As the construction of the mega DBD Dam is about to get under way, people whose homes are destined to go under huge swathes of water have some major apprehensions.
Participants of a discussion forum held recently in Islamabad pointed out that the environmental and economic impact assessments for the project have either not been carried out or have not been shared with the stakeholders. Compensation for the displaced people is not timely either.
The government fixed the rates for land and non-land assets in 2009 whereas now the prices of lands have multiplied, experts claimed at the forum organised by the Gilgit-Baltistan Policy Institute (GBPI).
Moreover, establishing a revenue-sharing mechanism with the federal government remains unresolved, and so does G-B’s boundary dispute with the Khyber-Pakhtunkhwa (K-P).

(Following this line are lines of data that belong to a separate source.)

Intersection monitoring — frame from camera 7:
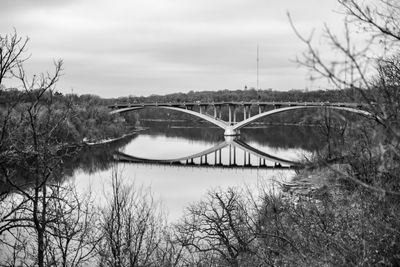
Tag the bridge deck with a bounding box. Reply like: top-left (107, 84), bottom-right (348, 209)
top-left (108, 101), bottom-right (366, 109)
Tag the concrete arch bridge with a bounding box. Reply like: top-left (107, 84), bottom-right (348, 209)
top-left (114, 136), bottom-right (302, 169)
top-left (108, 101), bottom-right (379, 136)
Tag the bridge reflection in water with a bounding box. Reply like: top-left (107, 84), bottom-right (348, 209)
top-left (113, 136), bottom-right (302, 169)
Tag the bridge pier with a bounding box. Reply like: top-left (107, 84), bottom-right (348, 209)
top-left (224, 126), bottom-right (240, 136)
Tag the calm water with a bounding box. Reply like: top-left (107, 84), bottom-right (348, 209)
top-left (67, 122), bottom-right (324, 221)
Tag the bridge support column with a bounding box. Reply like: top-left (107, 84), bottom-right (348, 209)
top-left (258, 105), bottom-right (264, 114)
top-left (229, 145), bottom-right (232, 166)
top-left (233, 147), bottom-right (236, 165)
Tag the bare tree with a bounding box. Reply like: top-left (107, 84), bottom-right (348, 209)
top-left (289, 0), bottom-right (400, 196)
top-left (0, 30), bottom-right (103, 266)
top-left (177, 188), bottom-right (256, 266)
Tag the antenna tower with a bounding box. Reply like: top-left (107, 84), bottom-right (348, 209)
top-left (256, 44), bottom-right (260, 90)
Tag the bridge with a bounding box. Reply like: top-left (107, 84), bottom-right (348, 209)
top-left (108, 101), bottom-right (379, 136)
top-left (114, 136), bottom-right (302, 169)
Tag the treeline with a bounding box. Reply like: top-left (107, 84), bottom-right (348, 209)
top-left (117, 89), bottom-right (354, 103)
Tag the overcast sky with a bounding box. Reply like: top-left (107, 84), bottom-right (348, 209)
top-left (0, 0), bottom-right (343, 97)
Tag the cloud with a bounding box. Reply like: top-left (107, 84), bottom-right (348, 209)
top-left (0, 0), bottom-right (340, 96)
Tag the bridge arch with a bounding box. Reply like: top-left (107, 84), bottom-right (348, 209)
top-left (230, 105), bottom-right (379, 132)
top-left (110, 106), bottom-right (229, 130)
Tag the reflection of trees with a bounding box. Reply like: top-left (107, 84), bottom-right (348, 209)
top-left (63, 135), bottom-right (137, 177)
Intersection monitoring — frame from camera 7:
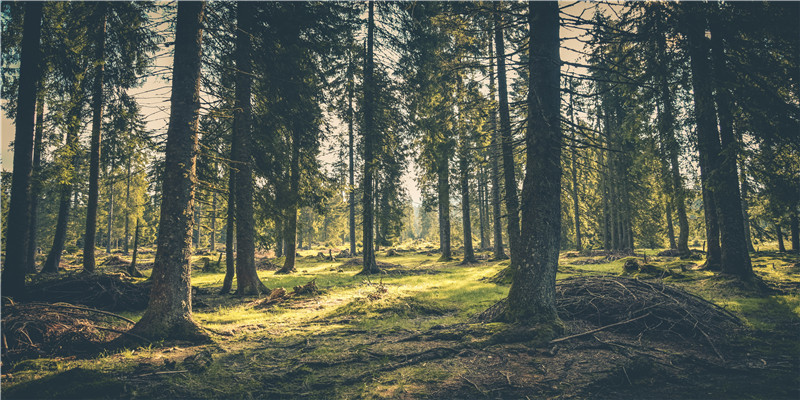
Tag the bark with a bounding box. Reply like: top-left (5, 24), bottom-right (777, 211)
top-left (131, 2), bottom-right (209, 342)
top-left (360, 1), bottom-right (380, 274)
top-left (494, 3), bottom-right (521, 266)
top-left (231, 1), bottom-right (266, 296)
top-left (40, 83), bottom-right (83, 273)
top-left (504, 2), bottom-right (562, 326)
top-left (436, 155), bottom-right (453, 261)
top-left (775, 221), bottom-right (786, 253)
top-left (122, 157), bottom-right (131, 254)
top-left (0, 2), bottom-right (42, 300)
top-left (347, 55), bottom-right (356, 256)
top-left (219, 173), bottom-right (236, 294)
top-left (128, 218), bottom-right (142, 277)
top-left (25, 92), bottom-right (44, 274)
top-left (83, 1), bottom-right (108, 272)
top-left (789, 211), bottom-right (800, 253)
top-left (699, 17), bottom-right (755, 279)
top-left (489, 26), bottom-right (508, 260)
top-left (459, 138), bottom-right (478, 264)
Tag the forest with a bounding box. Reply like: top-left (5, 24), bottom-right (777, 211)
top-left (0, 0), bottom-right (800, 399)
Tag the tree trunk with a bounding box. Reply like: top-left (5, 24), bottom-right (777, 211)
top-left (208, 190), bottom-right (217, 253)
top-left (128, 218), bottom-right (142, 278)
top-left (708, 17), bottom-right (755, 279)
top-left (83, 1), bottom-right (108, 272)
top-left (122, 157), bottom-right (131, 254)
top-left (106, 160), bottom-right (114, 252)
top-left (40, 79), bottom-right (83, 273)
top-left (489, 26), bottom-right (508, 260)
top-left (219, 172), bottom-right (236, 294)
top-left (347, 54), bottom-right (356, 257)
top-left (360, 1), bottom-right (380, 274)
top-left (275, 137), bottom-right (300, 274)
top-left (504, 2), bottom-right (562, 326)
top-left (459, 138), bottom-right (480, 264)
top-left (130, 2), bottom-right (209, 341)
top-left (25, 93), bottom-right (44, 274)
top-left (0, 2), bottom-right (42, 300)
top-left (494, 3), bottom-right (521, 266)
top-left (687, 10), bottom-right (754, 279)
top-left (789, 211), bottom-right (800, 253)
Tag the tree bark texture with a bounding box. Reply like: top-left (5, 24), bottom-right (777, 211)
top-left (505, 2), bottom-right (562, 323)
top-left (83, 1), bottom-right (108, 272)
top-left (131, 1), bottom-right (208, 341)
top-left (2, 2), bottom-right (42, 300)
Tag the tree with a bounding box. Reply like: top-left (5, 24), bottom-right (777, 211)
top-left (2, 2), bottom-right (42, 299)
top-left (231, 2), bottom-right (269, 296)
top-left (131, 1), bottom-right (208, 341)
top-left (498, 2), bottom-right (562, 326)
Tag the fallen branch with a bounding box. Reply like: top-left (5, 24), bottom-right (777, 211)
top-left (550, 313), bottom-right (650, 344)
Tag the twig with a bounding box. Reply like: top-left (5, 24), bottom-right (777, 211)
top-left (40, 303), bottom-right (136, 325)
top-left (95, 326), bottom-right (150, 343)
top-left (550, 313), bottom-right (651, 344)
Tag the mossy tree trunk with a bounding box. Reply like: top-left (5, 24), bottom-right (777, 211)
top-left (1, 2), bottom-right (42, 300)
top-left (131, 1), bottom-right (208, 341)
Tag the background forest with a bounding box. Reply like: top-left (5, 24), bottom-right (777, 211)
top-left (0, 1), bottom-right (800, 397)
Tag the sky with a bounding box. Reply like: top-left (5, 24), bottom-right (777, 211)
top-left (0, 2), bottom-right (594, 205)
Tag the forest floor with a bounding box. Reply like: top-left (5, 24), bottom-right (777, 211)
top-left (2, 245), bottom-right (800, 399)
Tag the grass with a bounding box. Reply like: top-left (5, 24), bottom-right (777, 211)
top-left (2, 245), bottom-right (800, 398)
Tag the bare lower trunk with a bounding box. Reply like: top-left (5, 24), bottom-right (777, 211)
top-left (131, 2), bottom-right (209, 341)
top-left (0, 2), bottom-right (42, 300)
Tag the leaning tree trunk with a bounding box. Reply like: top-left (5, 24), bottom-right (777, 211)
top-left (131, 2), bottom-right (209, 341)
top-left (128, 218), bottom-right (142, 278)
top-left (1, 2), bottom-right (42, 300)
top-left (459, 138), bottom-right (480, 264)
top-left (503, 2), bottom-right (562, 326)
top-left (231, 1), bottom-right (269, 296)
top-left (489, 26), bottom-right (508, 260)
top-left (219, 172), bottom-right (236, 294)
top-left (687, 6), bottom-right (754, 279)
top-left (83, 1), bottom-right (108, 272)
top-left (360, 1), bottom-right (380, 274)
top-left (39, 80), bottom-right (83, 273)
top-left (25, 89), bottom-right (44, 274)
top-left (494, 3), bottom-right (521, 267)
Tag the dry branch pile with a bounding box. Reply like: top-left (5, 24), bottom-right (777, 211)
top-left (2, 303), bottom-right (133, 360)
top-left (29, 273), bottom-right (150, 311)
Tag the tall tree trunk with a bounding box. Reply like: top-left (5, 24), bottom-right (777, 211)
top-left (25, 89), bottom-right (44, 274)
top-left (106, 160), bottom-right (114, 252)
top-left (0, 2), bottom-right (42, 300)
top-left (39, 83), bottom-right (83, 273)
top-left (360, 1), bottom-right (380, 274)
top-left (459, 138), bottom-right (480, 264)
top-left (208, 191), bottom-right (217, 253)
top-left (741, 163), bottom-right (756, 251)
top-left (504, 2), bottom-right (562, 326)
top-left (709, 16), bottom-right (755, 279)
top-left (687, 9), bottom-right (754, 279)
top-left (128, 218), bottom-right (142, 277)
top-left (494, 3), bottom-right (521, 267)
top-left (83, 1), bottom-right (108, 272)
top-left (131, 1), bottom-right (209, 342)
top-left (219, 173), bottom-right (236, 294)
top-left (275, 136), bottom-right (300, 274)
top-left (122, 157), bottom-right (131, 254)
top-left (489, 25), bottom-right (508, 260)
top-left (347, 55), bottom-right (356, 257)
top-left (231, 1), bottom-right (268, 296)
top-left (789, 210), bottom-right (800, 253)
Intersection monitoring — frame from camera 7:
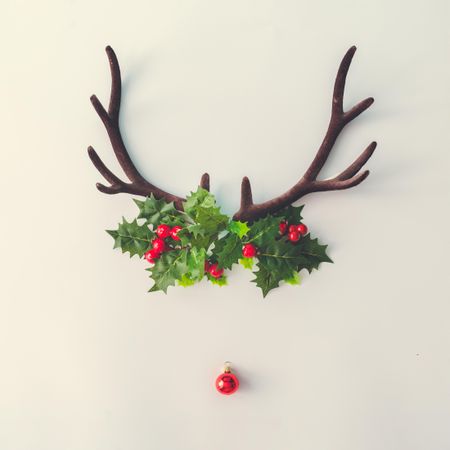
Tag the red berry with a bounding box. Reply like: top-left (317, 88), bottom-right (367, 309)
top-left (144, 248), bottom-right (161, 264)
top-left (289, 231), bottom-right (300, 242)
top-left (156, 223), bottom-right (170, 239)
top-left (242, 244), bottom-right (256, 258)
top-left (216, 372), bottom-right (239, 395)
top-left (297, 223), bottom-right (308, 236)
top-left (170, 225), bottom-right (183, 241)
top-left (152, 238), bottom-right (166, 253)
top-left (209, 263), bottom-right (223, 278)
top-left (279, 222), bottom-right (287, 235)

The project is located on the Indus River, about 315 km upstream of Tarbela Dam and 180 km downstream of the G-B capital Gilgit city covering an area of 110 km with the reservoir extending 100 km upstream of the dam. The Executive Committee of National Economic Council (ECNEC) approved it in 2006 and the ground-breaking ceremony was held in 2009.
The federal government is all set to construct the mega dam with an energy generation capacity of 4,500 MW.

However, among other constraints, the boundary dispute between G-B and K-P is a major hurdle, which needs to be settled so that it is not only built in time but the issue of the dam’s royalty, compensation for the displaced and hydel profit are also decided.
Bashir Ahmed, the G-B Minister for Works, said the federal government should first settle the boundary dispute before going ahead with the compensation and royalty plan. The people of Kohistan have made an unlawful claim on the eight-kilometre territory, which has been part of G-B for centuries, he contended.
Historically, the disputed territory has been part of the Diamer district and a grand Jirga from both sides had taken this decision. “Now I think a neutral commission can decide the issue in light of historical records,” he said, adding that the United India and British-era maps will also be helpful.
Meanwhile, former G-B finance minister Mirza Hussain said the royalty of the dam and its hydel profit is to be distributed as per the Constitution, but G-B is still not part of the constitution.
Mirza also said that building the dam will carry huge environmental and economic implications for the region. According to experts, thick fog will perpetually settle on the high mountains of G-B and therefore, there will hardly be any flights to the landlocked area.
Environmental specialist Jahanzeb Murad, while speaking to The Express Tribune, said that such big projects should be initiated only after proper environmental impact assessment (EIA), and the findings of those assessments should be made public.
“The humidity caused by the 100-kilometre water reservoir may potentially have disastrous consequences for the glaciers that govern the regional climate. These glaciers don’t belong just to us; they belong to the world.”
However, WAPDA officials have tried to convince the public in G-B that the dam wouldn’t affect the ecology, the apprehension are still there. “Contrary to speculations, we are being told by experts that there wouldn’t be extraordinary rains and thunderstorms in G-B even after the construction of the Dam,” says resident Noshad Alam, referring to public consultation sessions held by WAPDA.